It's Hall of Fame balloting time, and you know what that means: it's also time to bicker about Jack Morris. The setup: Danny Knobler's ballot justification, though I could pick plenty of others that say more or less the same thing.
I've long been a supporter. I understand the arguments against. But he was the dominant starting pitcher of his era. We've never elected a pitcher who spent his entire career in the American League during the DH era. Morris deserves to be the first.
Yes, yes, someone is flogging this horse again, but since it keeps whinnying each time you flog it, I'll feel free to proceed. I will use numbers, but I will stay away from advanced sabermetric numbers and stick to the sort of numbers that everyone is comfortable with, like "years." In other words, this discussion is entirely about what "era" means in this context (frankly, those are three letters in a particular order I never thought would be used as a case FOR Morris, but I digress).

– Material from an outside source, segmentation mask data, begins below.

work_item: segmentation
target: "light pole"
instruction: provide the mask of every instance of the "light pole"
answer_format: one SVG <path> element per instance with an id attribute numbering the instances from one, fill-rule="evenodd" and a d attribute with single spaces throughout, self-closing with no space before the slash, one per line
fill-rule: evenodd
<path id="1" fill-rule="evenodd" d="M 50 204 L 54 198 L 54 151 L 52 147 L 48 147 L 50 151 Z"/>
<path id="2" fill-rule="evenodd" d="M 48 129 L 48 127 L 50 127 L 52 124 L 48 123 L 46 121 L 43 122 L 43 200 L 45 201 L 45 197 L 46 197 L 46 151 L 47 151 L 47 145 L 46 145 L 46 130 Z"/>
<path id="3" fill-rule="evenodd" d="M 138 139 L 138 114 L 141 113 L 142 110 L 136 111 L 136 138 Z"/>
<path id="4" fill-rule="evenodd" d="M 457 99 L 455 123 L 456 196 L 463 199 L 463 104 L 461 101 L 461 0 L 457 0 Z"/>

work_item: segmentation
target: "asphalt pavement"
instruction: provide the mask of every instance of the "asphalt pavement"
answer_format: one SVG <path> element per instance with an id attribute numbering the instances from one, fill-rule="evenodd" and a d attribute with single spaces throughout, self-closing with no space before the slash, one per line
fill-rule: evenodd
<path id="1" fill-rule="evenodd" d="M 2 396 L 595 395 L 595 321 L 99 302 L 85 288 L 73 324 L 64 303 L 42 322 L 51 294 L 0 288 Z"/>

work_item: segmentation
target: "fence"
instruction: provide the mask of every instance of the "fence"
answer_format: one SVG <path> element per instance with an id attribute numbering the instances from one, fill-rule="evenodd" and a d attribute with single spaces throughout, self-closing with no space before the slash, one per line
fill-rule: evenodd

Let's look at all the starting pitchers currently in the Hall whose careers overlap with Morris (click to see a larger version):
I left out Dennis Eckersley, as his Hall case isn't really built around his work as a starter, or at least not exclusively so. What you see is that Morris's career overlaps significantly with the careers of some pretty elite pitchers. Here's a chart showing how much of Morris' career overlaps with varying numbers of Hall of Fame pitchers:
What this says, for instance, is over half of Morris' career was played contemporaneously with at least six active Hall of Fame starting pitchers. Morris started later than any of these, but he has the second-shortest career on the list (only Catfish Hunter, who was beset by diabetes and arm troubles, pitched for fewer years).
Now, let's expand this to look at not just current Hall of Famers, but a reasonable list of future Hall of Famers whose careers would overlap with Morris' as well. Let's use Roger Clemens, Greg Maddux, Tom Glavine, Randy Johnson, Mike Mussina and Pedro Martinez. (I am leaving out John Smoltz for similar reasons to Eck; his career can't be easily boiled down to starting without considering relieving as well.) There's room to quibble with this list (I expect Clemens is particularly contentious, for reasons that have nothing to do with his dominance), but it's a pretty good list. Now, the graph (again, click for a larger version):
Now for the same chart above, but with our presumed Hall of Famers added:
Given our assumed Hall of Famers, at no point in his career did Morris play with fewer than six other Hall of Fame pitchers also in the league.
Now, if you look at the graphs (especially the second), you can see that Morris doesn't slot in neatly with either the group of pitchers preceding him or the ones following him. He's sort of a weird tweener (although he does have peers in that, like Dave Stieb and Ron Guidry). But there's simply no need to come up with a Jack Morris Era of pitching in order to have a complete accounting of baseball history in Morris' career; every single season is very well represented by the players already in the hall and the contingent now coming onto the ballot starting with Clemens and up through Pedro.
The act of creating an era for Jack Morris to dominate is nothing more or less than gerrymandering, carefully setting your boundaries so that Morris doesn't have to be compared to a set of pitchers he simply doesn't match up to. It's the sort of thing you do if you start off with the idea that Morris is a Hall of Fame pitcher and work your way backwards to an argument for it.